I liked that it was basically a series of short stories themed around food: how hard it can be to get it in war zones; how different getting it is depending on your nationality, ethnicity, and place of eating at the time; how differently mindful of food people are in different countries; how good or bad it tastes depending on why you’re eating it, with whom. Psychology meets food in her thoughtful writing, but she is rarely sentimental. There’s a chapter in which she fights with herself after lambasting her son for wasting food growing in their garden, trying to decide how much of the world she wants him to understand at a young age, trying to figure out whether other people’s food needs influencing her behavior really makes a difference, or is just a feel-good sop.

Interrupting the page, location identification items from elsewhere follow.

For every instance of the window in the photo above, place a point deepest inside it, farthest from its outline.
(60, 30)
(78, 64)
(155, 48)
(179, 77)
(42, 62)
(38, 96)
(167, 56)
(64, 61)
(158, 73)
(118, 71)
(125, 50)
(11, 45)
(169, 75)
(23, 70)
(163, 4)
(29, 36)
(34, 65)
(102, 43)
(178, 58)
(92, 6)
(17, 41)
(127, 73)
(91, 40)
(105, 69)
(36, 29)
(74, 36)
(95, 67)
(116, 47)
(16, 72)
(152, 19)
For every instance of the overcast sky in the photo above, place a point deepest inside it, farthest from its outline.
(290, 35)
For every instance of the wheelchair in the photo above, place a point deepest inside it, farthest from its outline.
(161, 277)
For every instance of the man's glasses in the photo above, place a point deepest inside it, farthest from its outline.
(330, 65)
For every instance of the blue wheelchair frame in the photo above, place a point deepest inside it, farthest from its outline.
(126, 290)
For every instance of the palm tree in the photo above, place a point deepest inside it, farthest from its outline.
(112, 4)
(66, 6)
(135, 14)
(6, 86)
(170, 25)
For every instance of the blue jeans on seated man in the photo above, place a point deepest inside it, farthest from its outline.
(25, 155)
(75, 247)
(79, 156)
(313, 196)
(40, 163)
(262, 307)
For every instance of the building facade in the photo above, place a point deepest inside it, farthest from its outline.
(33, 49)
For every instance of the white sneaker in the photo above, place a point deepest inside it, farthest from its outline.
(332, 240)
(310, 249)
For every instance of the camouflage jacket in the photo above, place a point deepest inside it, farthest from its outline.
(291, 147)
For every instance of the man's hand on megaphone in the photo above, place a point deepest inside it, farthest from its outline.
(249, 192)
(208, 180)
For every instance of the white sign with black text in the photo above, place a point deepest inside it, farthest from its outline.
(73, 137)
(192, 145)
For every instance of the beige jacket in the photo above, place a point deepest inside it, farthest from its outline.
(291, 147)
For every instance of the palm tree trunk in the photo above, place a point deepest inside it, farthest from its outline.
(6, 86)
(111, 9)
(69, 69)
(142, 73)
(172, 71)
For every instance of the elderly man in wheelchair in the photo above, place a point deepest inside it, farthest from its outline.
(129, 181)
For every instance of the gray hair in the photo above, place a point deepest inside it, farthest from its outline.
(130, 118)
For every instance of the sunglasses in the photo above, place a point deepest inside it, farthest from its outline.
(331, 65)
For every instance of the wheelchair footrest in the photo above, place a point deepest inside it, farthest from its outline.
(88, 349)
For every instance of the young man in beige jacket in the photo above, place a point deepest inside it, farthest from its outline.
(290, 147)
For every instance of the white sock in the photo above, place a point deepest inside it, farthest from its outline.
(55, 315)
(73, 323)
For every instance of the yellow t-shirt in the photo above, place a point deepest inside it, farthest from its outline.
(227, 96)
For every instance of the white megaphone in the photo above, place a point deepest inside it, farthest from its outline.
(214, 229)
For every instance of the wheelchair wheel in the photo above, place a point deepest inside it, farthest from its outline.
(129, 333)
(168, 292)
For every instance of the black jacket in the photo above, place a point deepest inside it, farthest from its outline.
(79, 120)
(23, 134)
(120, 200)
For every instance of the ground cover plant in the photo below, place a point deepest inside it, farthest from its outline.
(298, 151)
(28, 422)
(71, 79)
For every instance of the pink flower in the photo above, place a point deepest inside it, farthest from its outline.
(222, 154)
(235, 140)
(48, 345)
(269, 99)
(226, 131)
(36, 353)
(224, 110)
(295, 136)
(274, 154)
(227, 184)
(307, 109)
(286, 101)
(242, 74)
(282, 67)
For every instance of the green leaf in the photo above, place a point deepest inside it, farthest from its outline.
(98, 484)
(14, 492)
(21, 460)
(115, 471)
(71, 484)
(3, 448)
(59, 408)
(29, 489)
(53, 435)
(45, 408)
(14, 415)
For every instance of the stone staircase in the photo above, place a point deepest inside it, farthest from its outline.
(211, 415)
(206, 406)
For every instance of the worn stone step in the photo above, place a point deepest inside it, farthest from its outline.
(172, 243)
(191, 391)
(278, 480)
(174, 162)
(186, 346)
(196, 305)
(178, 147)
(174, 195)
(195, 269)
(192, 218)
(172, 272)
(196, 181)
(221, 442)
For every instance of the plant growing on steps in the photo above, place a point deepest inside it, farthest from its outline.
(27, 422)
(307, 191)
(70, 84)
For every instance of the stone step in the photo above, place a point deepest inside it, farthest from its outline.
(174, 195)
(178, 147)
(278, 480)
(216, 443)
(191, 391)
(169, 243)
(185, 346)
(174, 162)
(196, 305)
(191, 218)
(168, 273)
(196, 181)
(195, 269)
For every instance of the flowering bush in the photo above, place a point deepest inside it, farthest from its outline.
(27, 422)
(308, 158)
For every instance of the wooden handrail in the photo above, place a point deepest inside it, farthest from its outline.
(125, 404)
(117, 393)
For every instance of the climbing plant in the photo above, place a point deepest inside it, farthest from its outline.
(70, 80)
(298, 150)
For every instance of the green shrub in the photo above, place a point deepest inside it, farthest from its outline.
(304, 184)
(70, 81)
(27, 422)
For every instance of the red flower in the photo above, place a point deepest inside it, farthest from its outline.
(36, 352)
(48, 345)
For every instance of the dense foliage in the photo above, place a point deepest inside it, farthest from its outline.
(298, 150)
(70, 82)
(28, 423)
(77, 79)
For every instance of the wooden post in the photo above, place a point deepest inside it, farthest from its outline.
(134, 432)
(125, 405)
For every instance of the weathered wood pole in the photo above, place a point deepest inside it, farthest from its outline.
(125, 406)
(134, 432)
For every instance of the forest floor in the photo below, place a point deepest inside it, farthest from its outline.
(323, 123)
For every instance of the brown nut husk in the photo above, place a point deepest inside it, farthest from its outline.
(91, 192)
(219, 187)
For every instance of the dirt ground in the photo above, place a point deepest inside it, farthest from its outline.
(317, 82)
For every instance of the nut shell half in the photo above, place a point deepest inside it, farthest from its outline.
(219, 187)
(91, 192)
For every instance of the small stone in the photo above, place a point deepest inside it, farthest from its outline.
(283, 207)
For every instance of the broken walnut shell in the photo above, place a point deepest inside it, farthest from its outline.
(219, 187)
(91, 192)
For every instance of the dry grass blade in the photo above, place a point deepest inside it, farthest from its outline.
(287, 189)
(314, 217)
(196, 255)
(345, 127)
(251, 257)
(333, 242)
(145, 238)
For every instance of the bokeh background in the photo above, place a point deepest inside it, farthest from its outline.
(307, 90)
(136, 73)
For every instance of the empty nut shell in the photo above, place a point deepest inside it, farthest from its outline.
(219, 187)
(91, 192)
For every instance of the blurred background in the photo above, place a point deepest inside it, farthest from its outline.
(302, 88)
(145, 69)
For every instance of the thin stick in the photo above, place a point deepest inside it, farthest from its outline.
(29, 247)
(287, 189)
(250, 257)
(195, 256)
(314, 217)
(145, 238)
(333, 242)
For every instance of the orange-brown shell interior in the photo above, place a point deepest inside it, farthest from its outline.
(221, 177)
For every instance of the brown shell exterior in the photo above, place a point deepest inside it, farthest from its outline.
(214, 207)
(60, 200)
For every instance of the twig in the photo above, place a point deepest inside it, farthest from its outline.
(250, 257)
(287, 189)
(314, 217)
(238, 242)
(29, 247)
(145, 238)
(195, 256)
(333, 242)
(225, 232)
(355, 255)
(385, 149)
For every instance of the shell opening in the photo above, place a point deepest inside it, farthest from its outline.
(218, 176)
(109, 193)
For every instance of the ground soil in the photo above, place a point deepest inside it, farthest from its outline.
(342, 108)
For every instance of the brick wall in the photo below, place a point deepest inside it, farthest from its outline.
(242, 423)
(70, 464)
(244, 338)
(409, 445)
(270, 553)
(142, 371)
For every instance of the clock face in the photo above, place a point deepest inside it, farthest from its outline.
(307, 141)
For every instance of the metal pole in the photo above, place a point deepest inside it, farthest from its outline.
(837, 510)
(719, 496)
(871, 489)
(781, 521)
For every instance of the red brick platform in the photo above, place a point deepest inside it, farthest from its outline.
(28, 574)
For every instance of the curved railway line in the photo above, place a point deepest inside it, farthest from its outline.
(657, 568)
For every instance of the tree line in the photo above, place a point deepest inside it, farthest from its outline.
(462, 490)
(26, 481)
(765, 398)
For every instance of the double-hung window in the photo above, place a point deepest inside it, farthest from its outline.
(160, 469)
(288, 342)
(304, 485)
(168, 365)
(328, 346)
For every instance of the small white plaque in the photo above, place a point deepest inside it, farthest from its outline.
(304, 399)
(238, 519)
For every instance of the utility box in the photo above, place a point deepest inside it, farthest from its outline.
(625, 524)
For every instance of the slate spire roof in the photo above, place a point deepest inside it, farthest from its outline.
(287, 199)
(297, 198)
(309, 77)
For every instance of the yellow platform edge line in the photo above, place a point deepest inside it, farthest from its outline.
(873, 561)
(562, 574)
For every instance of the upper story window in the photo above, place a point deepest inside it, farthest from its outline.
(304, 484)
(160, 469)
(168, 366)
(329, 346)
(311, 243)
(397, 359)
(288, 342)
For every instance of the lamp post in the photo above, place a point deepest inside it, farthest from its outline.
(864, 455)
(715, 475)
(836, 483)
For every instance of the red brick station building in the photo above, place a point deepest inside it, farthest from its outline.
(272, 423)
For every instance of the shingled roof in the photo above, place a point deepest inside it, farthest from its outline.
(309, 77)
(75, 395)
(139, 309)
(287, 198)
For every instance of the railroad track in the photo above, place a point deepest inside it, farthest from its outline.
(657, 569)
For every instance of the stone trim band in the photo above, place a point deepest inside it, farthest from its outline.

Recipes accompany each chapter, but I’m not a cook and skipped them. If you enjoy trying to make different types of food, the recipes include where in the US you can get hard-to-find ingredients, or good substitutes for them, which I imagine real cooks would appreciate. Me, I stick to devouring words and ideas, and this book is replete with both. It’s not just that she wrote about her pizza in Iraq, or the hospitality of those with nothing handing out half of it to guests (her favorite meal of all time was a handful of dusty green raisins shared with a man who poured half of his supper into her palm). It’s that between those descriptions she does some thoughtful investigation of her own mind and comparison to other experiences.

In other words, this is an insightful and often analytical book about the emotions and experiences that surround food, in places ranging from overstocked to seriously shortaged. If that sounds interesting to you, you’ll love this book.